After a second trip to England at the age of 64, he soon received appointment as Royal Governor of New Jersey by the Imperial Administration of King George the Second. New Jersey subjects generally approved since Morris’s popularity had peaked because of his opposition to New York-New Jersey Governor William Cosby. Cosby had become involved in an inappropriate quarrel over salary. Being at the time Chief Justice, Morris boldly defied Cosby, and was suspended. This resulted in this second trip to England, where he took the case of his suspension on appeal. Before he returned, Cosby had died in 1737, and Morris assumed leadership of New Jersey almost to a hero’s welcome.
But people soon learned his singularity of mind against the views of others erupted in violent oppositions. Particularly his persistent chiding and quarreling with the Assembly weakened his popularity. This enormous presence of a man who had won such confidence in others by challenging unpopular executives with absolute conviction—had himself become one of the most unpopular.
As Governor of New Jersey, Morris had concluded that expanded powers of colonial assemblies were dangerous to royal authority. England warred with Spain and France. With this distraction overseas, Morris’s calls for radical parliamentary intervention failed. The earlier years of his career produced in him a major role in promoting the silent revolution of expanding provincial assembly powers, opposite proposals near the end of his career mandated in other forms after his death ironically influenced dissolution of the British imperial structure in America that Morris had hoped to save. But was it altogether by indirection that Lewis Morris played a key role in bringing about the American Revolution, provoking colonists with threats of royalist intervention? He died at the ripe age of 75 long before the struggle came to a head, so it seems useless to speculate upon had he lived longer.

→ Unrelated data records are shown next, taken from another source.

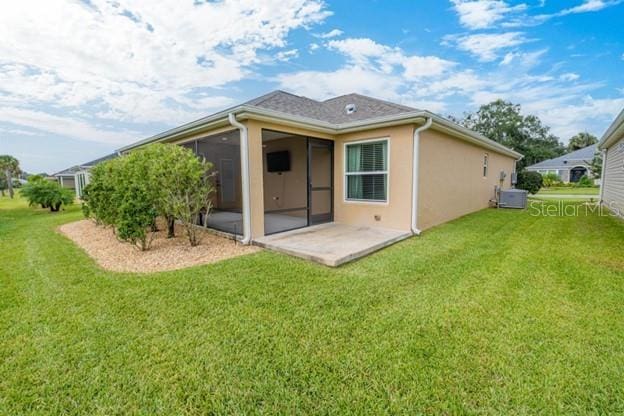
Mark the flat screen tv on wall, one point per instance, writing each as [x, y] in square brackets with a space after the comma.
[278, 161]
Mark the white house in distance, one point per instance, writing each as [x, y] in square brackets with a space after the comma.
[612, 147]
[570, 167]
[77, 177]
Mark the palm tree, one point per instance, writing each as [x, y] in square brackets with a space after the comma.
[10, 166]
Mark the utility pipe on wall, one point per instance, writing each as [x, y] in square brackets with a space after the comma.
[603, 173]
[244, 139]
[415, 168]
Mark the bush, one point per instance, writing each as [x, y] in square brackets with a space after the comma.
[551, 179]
[530, 181]
[47, 194]
[585, 182]
[130, 192]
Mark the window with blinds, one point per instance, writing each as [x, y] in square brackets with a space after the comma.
[367, 171]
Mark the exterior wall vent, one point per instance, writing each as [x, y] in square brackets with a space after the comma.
[350, 108]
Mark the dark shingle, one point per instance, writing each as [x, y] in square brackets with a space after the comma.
[332, 110]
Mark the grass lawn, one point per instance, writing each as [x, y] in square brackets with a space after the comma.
[569, 191]
[498, 312]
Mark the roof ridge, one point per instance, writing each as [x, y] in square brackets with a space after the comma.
[368, 97]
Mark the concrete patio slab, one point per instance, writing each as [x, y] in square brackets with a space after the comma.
[332, 244]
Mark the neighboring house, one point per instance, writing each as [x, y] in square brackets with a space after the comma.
[77, 177]
[67, 178]
[612, 146]
[570, 167]
[285, 162]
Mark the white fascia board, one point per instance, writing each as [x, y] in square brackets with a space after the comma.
[613, 133]
[250, 112]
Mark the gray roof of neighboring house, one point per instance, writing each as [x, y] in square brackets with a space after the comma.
[67, 172]
[99, 160]
[332, 110]
[71, 171]
[585, 154]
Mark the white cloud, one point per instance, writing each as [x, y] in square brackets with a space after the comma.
[524, 59]
[322, 85]
[287, 55]
[331, 34]
[425, 66]
[486, 46]
[139, 61]
[369, 54]
[64, 126]
[482, 14]
[568, 118]
[569, 76]
[589, 6]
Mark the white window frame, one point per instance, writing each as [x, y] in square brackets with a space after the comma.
[386, 172]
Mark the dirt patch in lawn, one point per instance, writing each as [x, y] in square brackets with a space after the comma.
[165, 253]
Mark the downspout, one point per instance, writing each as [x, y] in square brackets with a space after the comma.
[415, 167]
[244, 139]
[603, 174]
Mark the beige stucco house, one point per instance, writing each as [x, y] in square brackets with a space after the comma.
[612, 182]
[285, 162]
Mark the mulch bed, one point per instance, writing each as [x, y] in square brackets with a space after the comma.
[165, 253]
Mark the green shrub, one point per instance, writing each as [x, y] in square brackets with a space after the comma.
[48, 194]
[551, 179]
[130, 192]
[530, 181]
[585, 182]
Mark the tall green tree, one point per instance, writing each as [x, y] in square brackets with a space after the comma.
[581, 140]
[504, 123]
[9, 166]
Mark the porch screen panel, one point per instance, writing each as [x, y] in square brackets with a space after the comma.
[223, 152]
[367, 171]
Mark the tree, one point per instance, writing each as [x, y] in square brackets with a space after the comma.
[503, 122]
[596, 165]
[581, 141]
[9, 166]
[190, 194]
[47, 194]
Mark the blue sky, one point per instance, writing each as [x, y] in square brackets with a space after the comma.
[79, 79]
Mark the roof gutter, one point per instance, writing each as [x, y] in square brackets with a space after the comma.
[262, 114]
[615, 130]
[415, 170]
[603, 174]
[244, 149]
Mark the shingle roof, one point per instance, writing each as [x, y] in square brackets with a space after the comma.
[99, 160]
[585, 154]
[332, 110]
[330, 115]
[67, 172]
[71, 171]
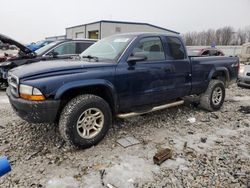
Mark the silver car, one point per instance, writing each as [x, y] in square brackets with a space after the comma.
[244, 76]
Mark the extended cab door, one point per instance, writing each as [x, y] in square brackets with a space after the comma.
[181, 67]
[142, 83]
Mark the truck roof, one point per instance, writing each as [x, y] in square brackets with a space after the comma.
[137, 34]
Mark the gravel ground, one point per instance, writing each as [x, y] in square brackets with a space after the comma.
[213, 151]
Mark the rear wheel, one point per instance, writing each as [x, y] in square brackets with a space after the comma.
[85, 120]
[214, 96]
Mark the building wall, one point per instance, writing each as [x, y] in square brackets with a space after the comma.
[72, 33]
[60, 37]
[79, 32]
[92, 27]
[109, 29]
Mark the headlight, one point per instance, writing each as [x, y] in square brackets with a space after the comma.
[30, 93]
[242, 70]
[5, 64]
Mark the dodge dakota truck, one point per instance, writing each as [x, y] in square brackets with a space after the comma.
[119, 76]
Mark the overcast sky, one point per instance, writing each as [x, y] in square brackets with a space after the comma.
[32, 20]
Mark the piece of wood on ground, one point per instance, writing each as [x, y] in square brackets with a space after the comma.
[128, 141]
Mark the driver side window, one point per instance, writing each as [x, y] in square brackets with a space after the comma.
[66, 49]
[151, 48]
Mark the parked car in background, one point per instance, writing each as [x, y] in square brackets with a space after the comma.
[244, 76]
[61, 49]
[119, 76]
[35, 46]
[205, 52]
[245, 53]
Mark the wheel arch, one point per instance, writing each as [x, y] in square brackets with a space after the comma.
[101, 88]
[220, 73]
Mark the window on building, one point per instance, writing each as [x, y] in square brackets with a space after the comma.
[66, 49]
[94, 34]
[150, 47]
[82, 46]
[118, 29]
[80, 35]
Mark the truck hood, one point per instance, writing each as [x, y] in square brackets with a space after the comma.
[56, 67]
[10, 41]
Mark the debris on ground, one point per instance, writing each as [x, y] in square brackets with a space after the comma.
[191, 120]
[162, 155]
[128, 141]
[110, 186]
[203, 139]
[222, 161]
[244, 109]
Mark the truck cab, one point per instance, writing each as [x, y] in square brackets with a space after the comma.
[245, 53]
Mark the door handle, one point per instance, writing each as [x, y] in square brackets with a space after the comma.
[167, 69]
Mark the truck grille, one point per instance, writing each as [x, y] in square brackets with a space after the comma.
[13, 84]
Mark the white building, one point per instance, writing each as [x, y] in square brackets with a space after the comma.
[104, 28]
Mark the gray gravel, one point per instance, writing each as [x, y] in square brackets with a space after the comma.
[213, 151]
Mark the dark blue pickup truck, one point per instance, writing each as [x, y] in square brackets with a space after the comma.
[119, 76]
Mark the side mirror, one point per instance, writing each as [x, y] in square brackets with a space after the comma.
[53, 54]
[133, 59]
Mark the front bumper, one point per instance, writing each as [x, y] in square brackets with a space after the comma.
[35, 111]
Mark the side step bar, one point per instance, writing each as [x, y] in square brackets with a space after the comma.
[132, 114]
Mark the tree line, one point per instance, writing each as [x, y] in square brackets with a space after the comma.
[223, 36]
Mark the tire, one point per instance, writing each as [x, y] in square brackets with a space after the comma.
[81, 109]
[210, 102]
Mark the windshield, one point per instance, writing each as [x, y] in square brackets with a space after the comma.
[44, 49]
[109, 48]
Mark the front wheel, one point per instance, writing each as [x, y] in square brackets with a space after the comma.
[214, 96]
[85, 120]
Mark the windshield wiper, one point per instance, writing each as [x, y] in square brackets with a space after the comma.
[91, 57]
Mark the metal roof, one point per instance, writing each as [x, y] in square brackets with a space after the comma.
[124, 22]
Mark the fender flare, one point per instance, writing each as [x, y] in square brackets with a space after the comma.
[86, 83]
[219, 69]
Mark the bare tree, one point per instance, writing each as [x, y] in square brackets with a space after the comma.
[221, 36]
[241, 36]
[247, 30]
[226, 35]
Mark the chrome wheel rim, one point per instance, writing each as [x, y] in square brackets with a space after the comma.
[90, 123]
[217, 95]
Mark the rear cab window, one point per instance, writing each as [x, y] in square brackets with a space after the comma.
[82, 46]
[150, 47]
[175, 48]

Because he could have only known what he knew from the vantage of his ambition and unique sense of rightness, he saved New Jersey both from a corrupt proprietary form of government, and from a second rate relation to New York. If he truly believed in court principles in the end, it was a belief much more deeply informed than how these principles were outwardly designated as forms of royalist power. He was himself not a submissive man. He was principled in terms of reason rather than obedience to authority and twice triumphed over loss by what amounted to imposing the order of his own genius upon situations which, on the blank face of them among uncomprehending colonists, were completely hopeless.